New York times   Feb. 9,1992

Only the Jailers Change

 

HUNGER TRILOGY

By Wang Ruowang.

Translated by Kyna Rubin with Ira.Kasoff.

ISSpp. Armonk, N.Y., M.E.Sharp Inc $19.95

 

By Nicholas D. Kristof

 

         PRISON fiction in China, unfortunately, never becomes dated. The tragedy of contemporary China is that the passage of time makes beautiful books like this one ever more relevant.

    Wang Ruowang is a 74-year-old Shanghai writer and supporter of human, rights who, like .many such Chinese, is also an authority on prison life. “Hunger Trilogy” is a thinly fictionalized account of his experiences in prisons before and after the Communist victory of 1949. Mr. Wang wrote this book to keep a promise that he made to inmates who died in prison: "If I ever got out of there alive, I would spend the rest of my life struggling with that bunch of inhumane pseudo-Marxists" who locked them up.

     The life of Mr. Wang -- and this work – parallels the trajectory of intellectuals' emotions about the Communist Party, initial enthusiasm that eventually fades into despair. The three sketches in this trilogy all deal with hunger, perhaps a less evocative topic in the United States than in China, where there is a long history of famines and where people still sometimes greet each other by asking 'Have you eaten yet?"

     In the first part of the trilogy Mr. Wang recalls his days in a Shanghai jail in the 1930’s, when he was serving a 10-year prison sentence for working in the under-ground Communist movement. Mr. Wang was just 16 years old when the Kuomintang, which then ruled China, threw him in a dark prison cell. He began to sob at the thought of spending the next decade m such a place, but the other inmates comforted him and taught him how to get by. Among the key lessons: eat the maggots in the rice and enjoy them as a kind of meat.

     The two meals a day, of spoiled rice and bad vegetables, with maggots as a condiment, were awful and inadequate, and so the inmates decided to stage a hunger strike for better rice, a piece of meat each week and more reading materials. For five days, Mr. Wang got by on little more than some peanuts and a bit of rice cake, but the hunger strike worked. The entire prison population stuck with the fast, and in the end the warden met the demands.

     The author was released from prison after three years and rejoined the Communist forces. The second part of the trilogy describes how he and a small group of other partisans became lost in a forest while fleeing from .Japanese troops and nearly starved to death. Perhaps this is a metaphor, for China's Communists always seem to be losing their way, in any case, Mr. Wang focuses on the dynamics of the group and how their sense of mission led them to help one another.

     The book’s third part recounts how the Communist state that Mr. Wang helped erect turned against him during the Cultural Revolution in the late 1960's. Red Guards persecuted Mr. Wang in the hope of coercing him into denouncing the mayor of Shanghai -- who had been one of his cellmates in the 1930’s-- as a traitor.

     Mr. Wang defies his persecutors and so is trundled off to prison -- the same prison, he discovers, in which he served in the I930’s.

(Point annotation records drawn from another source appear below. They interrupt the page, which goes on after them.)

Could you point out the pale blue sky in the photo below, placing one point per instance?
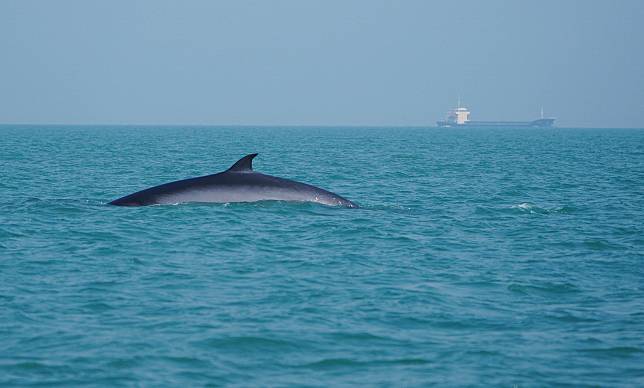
(320, 62)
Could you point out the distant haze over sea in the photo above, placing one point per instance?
(330, 62)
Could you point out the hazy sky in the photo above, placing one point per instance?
(320, 62)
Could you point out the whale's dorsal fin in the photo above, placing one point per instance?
(244, 164)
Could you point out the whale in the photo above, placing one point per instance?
(237, 184)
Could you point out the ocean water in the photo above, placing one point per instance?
(478, 257)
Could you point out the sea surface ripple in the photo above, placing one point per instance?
(478, 257)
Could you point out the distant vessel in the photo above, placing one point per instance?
(460, 117)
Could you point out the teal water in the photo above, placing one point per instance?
(478, 257)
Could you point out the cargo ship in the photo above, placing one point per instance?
(460, 117)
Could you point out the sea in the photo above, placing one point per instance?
(478, 257)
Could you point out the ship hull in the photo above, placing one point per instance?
(539, 123)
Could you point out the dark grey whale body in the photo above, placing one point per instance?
(237, 184)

Then he was the youngest in his cell and now he is the oldest, but now, under Communist Party rule, the conditions are even more hellish than before. Because of the present prison warden's revolutionary spirit, the inmates are virtually starving to death.

Mr. WANG briefly considers trying to organize another hunger strike, but immediately realizes that it would never work. This time the prisoners are not united in spirit as they had been in the 1930's, and besides, he suspects that these guards wouldn't mind if the prisoners died.

The book concludes on a mildly optimistic note, with the fall of the Gang of Four and the end of the Cultural Revolution. Such optimism seemed justified in 1980, when “Hunger Trilogy” was published in Chinese and the country seemed to be marching away from repression. The book then could be read as a memento of some curious phases in China's tortuous development, mad years that had been tossed with a thud into history's ash bin. But this able English version, by Kyna Rubin with Ira Kasoff, was published in the Summer of 1991, and sadly, as Mr. Wang's own recent experience suggests, "Hunger Trilogy" is now of greater interest than ever.

     Wang Ruowang enthusiastically backed the 1989 democracy movement and was arrested after the army crackdown that ended it. As Kyna Rubin notes in her useful introduction, Mr. Wang was imprisoned for more than a year. Since his release in October 1990, he has been closely monitored by the police in Shanghai. There is little hope that books like this one will again be published in China as long as the present regime lingers.

     "Hunger Trilogy" is a powerful and poignant work of prison literature by one of China's most courageous writers. It is not his fault that his work is as depressing as it is important.